This week brought good news and bad - potentially very bad - news for LightSquared, the startup that seeks to lease LTE capacity on a wholesale basis.
The good news is that Sprint-Nextel consummated what CNET called a "long-anticipated network-sharing deal." LightSquared, the story said, will pay Sprint $9 billion in cash and provide about $4.5 billion in credits for 4G Long Term Evolution (LTE) and satellite equipment. LightSquared, in return, will have roaming access to Sprint's network. The deal is to run for 15 years.
The bad/very bad news is a bit more complex. The LightSquared concept is feared to be a danger to the global positioning system. In June, according to NextGov, a Federal Aviation Administration advisory report said that the upper band allocated for use by LightSquared will result in "complete loss of GPS receiver functionality." On June 30, LightSquared filed a new plan based on use of frequencies allocated to it that are not in question.

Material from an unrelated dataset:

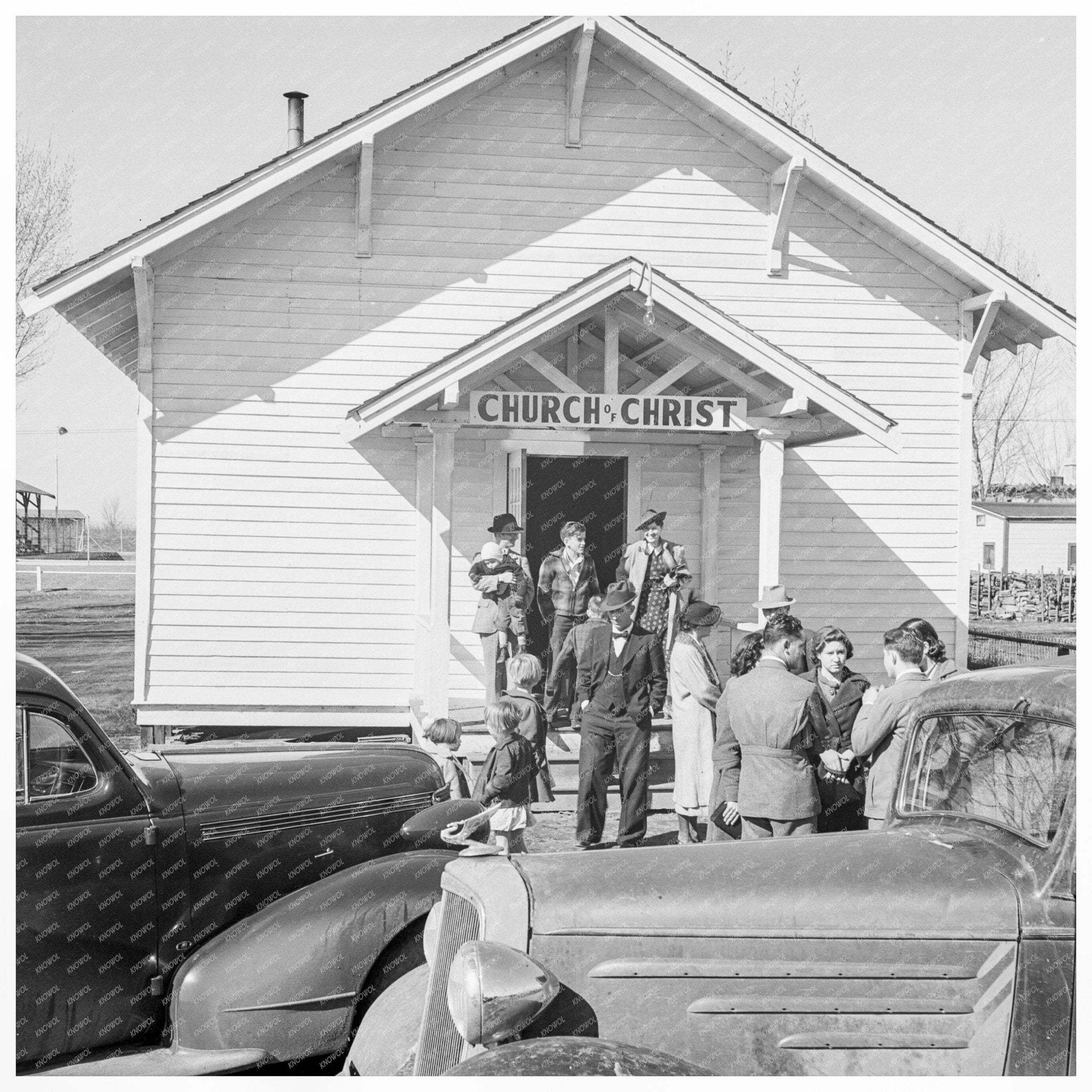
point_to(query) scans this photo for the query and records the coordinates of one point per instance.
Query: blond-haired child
(447, 735)
(507, 777)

This week, an FAA report was leaked that spelled out the dangers of the use of the full spectrum, including the higher band that LightSquared has at least temporarily forestalled. Such use, the report said, could "disable GPS for aviation use over the entire continental U.S." The story puts a high potential price tag on such a failure. It describes the impact of use of the full frequency range on a new GPS-based aeronautical system:
The aviation agency has invested $3 billion in GPS and its GPS-based Next-Generation Air Transportation System. The report said the LightSquared network could cost the aviation industry $70 billion over the next decade due to loss of efficiencies expected from the air traffic control modernization project as well as benefits from the current use of GPS.
LightSquared countered that much of the report focused on the plan that was superceded by the June 30 filing.
That may not be good enough, however. The NextGov story notes that in its June 30 filing, LightSquared suggested that the limitation to its spectrum use is temporary. Indeed, in its filing, the company commits only to a six-month period in which the upper spectrum would definitely remain empty. Later, things become fuzzier:
Six months into the standstill period, LightSquared will commence a process of working with the Commission and NTIA to explore options that ensure that GPS operations are protected and that enable LightSquared to meet its customers' anticipated demand for LTE capacity and service levels, as LightSquared has planned, using a full complement of terrestrial frequencies operating at appropriate power levels.
That is one of several comments in the filing suggesting that LightSquared's voluntary limitation on spectrum may be temporary.
There has been a lot of talk in Washington this week about "kicking the can down the road" in relation to the debt ceiling negotiations. Perhaps LightSquared is doing a bit of that itself, by betting that every day that passes in which it signs customers - some of which are quite powerful - puts it in a better position to outmaneuver the FAA and re-inhabit the upper frequencies over which the parties are battling.